The target was chosen because it is often cited by experts as the likely minimum threshold to achieve herd immunity, where enough of the population is immune that the virus can no longer readily circulate. It was also chosen to acknowledge that some people will be either unable or unwilling to get vaccinated, McDonagh said.

As of Monday, 51.44 percent of Clark County residents aged 16 and up have gotten at least one vaccine dose, and 39.18 percent of that same group are fully vaccinated, according to Washington’s COVID-19 data dashboard.

Campaign development

The chamber and Identity Clark County decided to team up after both groups discovered that they were considering similar campaigns. In the case of the chamber, McDonagh said the idea arose from discussions among the Restaurant Roundtable, a weekly virtual meeting of Clark County restaurateurs.

The restaurant owners in particular were concerned that Clark County could slide back to Phase 2 of the state’s reopening plan if case numbers increased, which would trigger a much harsher set of operating restrictions for businesses.

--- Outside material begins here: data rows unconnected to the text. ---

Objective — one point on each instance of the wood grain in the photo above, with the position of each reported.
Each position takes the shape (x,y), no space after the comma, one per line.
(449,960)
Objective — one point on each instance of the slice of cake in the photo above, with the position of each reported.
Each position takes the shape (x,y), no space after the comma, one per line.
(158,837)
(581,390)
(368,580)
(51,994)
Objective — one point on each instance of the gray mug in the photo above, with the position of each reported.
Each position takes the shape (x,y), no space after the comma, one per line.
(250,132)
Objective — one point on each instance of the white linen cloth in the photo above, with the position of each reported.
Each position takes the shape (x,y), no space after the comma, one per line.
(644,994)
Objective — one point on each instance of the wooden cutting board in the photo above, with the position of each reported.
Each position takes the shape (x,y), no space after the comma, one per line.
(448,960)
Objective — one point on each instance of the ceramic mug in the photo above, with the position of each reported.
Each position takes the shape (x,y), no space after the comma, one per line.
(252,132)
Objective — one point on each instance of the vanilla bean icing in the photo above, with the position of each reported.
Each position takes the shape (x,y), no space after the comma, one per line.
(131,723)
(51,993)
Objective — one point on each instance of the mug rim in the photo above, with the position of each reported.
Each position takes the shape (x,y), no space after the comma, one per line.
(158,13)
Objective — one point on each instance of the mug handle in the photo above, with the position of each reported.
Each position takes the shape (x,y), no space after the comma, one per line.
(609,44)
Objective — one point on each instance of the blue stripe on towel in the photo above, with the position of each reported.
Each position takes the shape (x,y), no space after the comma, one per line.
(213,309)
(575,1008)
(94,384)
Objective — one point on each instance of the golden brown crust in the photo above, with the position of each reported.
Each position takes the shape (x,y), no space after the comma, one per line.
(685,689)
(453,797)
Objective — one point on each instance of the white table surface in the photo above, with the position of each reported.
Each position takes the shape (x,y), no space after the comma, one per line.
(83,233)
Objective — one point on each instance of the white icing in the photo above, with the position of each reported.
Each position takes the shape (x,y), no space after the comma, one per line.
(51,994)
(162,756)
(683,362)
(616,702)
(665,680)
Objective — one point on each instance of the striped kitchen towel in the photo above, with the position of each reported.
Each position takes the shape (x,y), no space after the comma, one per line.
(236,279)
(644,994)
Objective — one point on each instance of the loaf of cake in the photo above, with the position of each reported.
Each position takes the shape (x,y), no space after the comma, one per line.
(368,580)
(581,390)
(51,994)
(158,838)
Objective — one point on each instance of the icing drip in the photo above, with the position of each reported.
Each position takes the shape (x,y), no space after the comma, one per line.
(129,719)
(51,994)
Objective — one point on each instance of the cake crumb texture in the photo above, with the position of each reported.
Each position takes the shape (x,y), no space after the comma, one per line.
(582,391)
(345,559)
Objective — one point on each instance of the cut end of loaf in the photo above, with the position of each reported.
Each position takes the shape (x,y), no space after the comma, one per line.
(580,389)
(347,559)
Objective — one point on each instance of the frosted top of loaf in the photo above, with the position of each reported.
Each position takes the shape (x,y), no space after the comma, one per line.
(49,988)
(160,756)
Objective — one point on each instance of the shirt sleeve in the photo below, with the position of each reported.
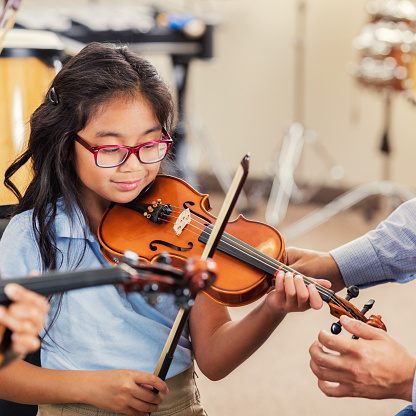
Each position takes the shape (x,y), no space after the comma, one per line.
(19,253)
(386,254)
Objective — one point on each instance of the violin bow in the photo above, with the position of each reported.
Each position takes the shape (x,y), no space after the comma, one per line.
(14,6)
(229,203)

“I think it shows good faith to (our political) leadership,” said Mark Matthias, owner of Beaches Restaurant and Bar in Vancouver. “Let each county work through this themselves. Let’s look to the future, let’s make this positive, and let’s get beyond the fear of being closed.”

On the Identity Clark County side, Arp said one of the group’s board members in the health care sector raised the issue and asked how the business community could help speed up vaccinations.

Arp said he approached the idea as a marketing challenge analogous to the launch of a new consumer product. Marketing campaigns are designed around a typical product adoption cycle, he said — the innovators and early adopters pick it up first, followed by an early majority of consumers and then eventually a broad majority once the laggards catch up.

The early adopters in this case were the front-line workers and vulnerable people who were first in line back when vaccine supplies were limited. But the tipping point came sooner than expected, he said — eligibility expanded to the whole adult population in mid-April, and the vaccine supply now exceeds the demand, signaling the start of the last phase of the marketing campaign.

That last step tends to take a long time because it relies on word of mouth, he said, convincing hesitant buyers to sign on based on what they hear from their friends and family. But to make sure Clark County doesn’t roll back, the business community wants to try to shorten that stage to just a few months.

“In its purest form, what Safe By Summer is all about is trying to collapse (those marketing) time frames,” he said, “by encouraging people to adopt something faster than they otherwise would.”